Price stepped in front of him. “Stand where you are, Sergeant,” he said in a voice that brooked no disobedience.

“Then there’s the attempt on Mrs. Scarlett’s life,” Quincannon said. “She had a reasonably good look at the man who tried to kill her and may well be able to identify him.” Another stretching of the truth, this, but one that had the desired effect on Price and Crowley, if not on Gentry. The sergeant continued to bluff and bluster.

“It wasn’t me!” he cried. “She’s another liar if she claims it was!”

“The shot aimed at her was fired at approximately nine P.M. I’ll wager you weren’t here at the Hall at that time. I’ll also wager that you can’t provide credible witnesses to your whereabouts. Other than Mrs. Scarlett, that is. Am I correct, Lieutenant?”

“Yes,” Price said, “you are. He was away on unspecified business and returned not long before you arrived.”

“Lawless business that also included the search of Scarlett’s office, so as to remove and destroy any incriminating material that the lawyer might have kept there. And also to filch a sheet of Scarlett’s letterhead stationery and some sort of item containing his signature — the tools with which he composed the bogus letter.”

The chief stalked around his desk, took a tight grip on Gentry’s arm. “A damned highbinder no better than Little Pete or Mock Quan — is that what you are, Gentry?”

“No! No, I swear—”

“Because if so I’ll see your mangy hide strung from the highest flagpole in the city.”

Gentry shook his head, sweat glistening slickly on his forehead and cheeks. “I tell you, this damned flycop is trying to frame me. There’s no real proof of any of his accusations—”
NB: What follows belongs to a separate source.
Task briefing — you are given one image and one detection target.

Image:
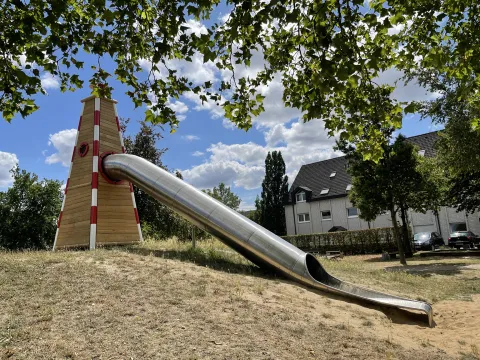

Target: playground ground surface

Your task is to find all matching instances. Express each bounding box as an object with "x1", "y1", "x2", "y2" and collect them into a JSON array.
[{"x1": 0, "y1": 240, "x2": 480, "y2": 360}]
“Ah, but there is,” Quincannon said. “All the evidence needed to, ah, hang your mangy hide from the highest flagpole in the city.” What he said next was partly speculation, though he was reasonably sure it was grounded in fact. “When you searched Scarlett’s office, you failed to notice and remove several of his case files — cases in which your name is mentioned as a witness in his defense of members of the Hip Sing accused of gambling. In some, it was your testimony, no doubt false or distorted, that resulted in acquittal. In others, it shouldn’t be difficult to prove that you suppressed evidence, suborned perjury, or both.”

Crowley said grimly, “Are those files still in Scarlett’s office?”

“No. They’re safely locked away in my office safe. I’ll turn them over to you as soon as—”

Gentry called him a vicious name, fumbling his sidearm free of its holster. Price and Quincannon, in rapid consort, prevented him from using it. The lieutenant struck the weapon from his grasp with a fisted thump on the wrist, and Quincannon, with considerable pleasure, fetched the blue shadow a solid blow to the jaw.

While Gentry was being handcuffed by his angry superiors, Quincannon judiciously slipped out of the office and went to find a quiet corner where he could smoke his pipe and enjoy his vindication.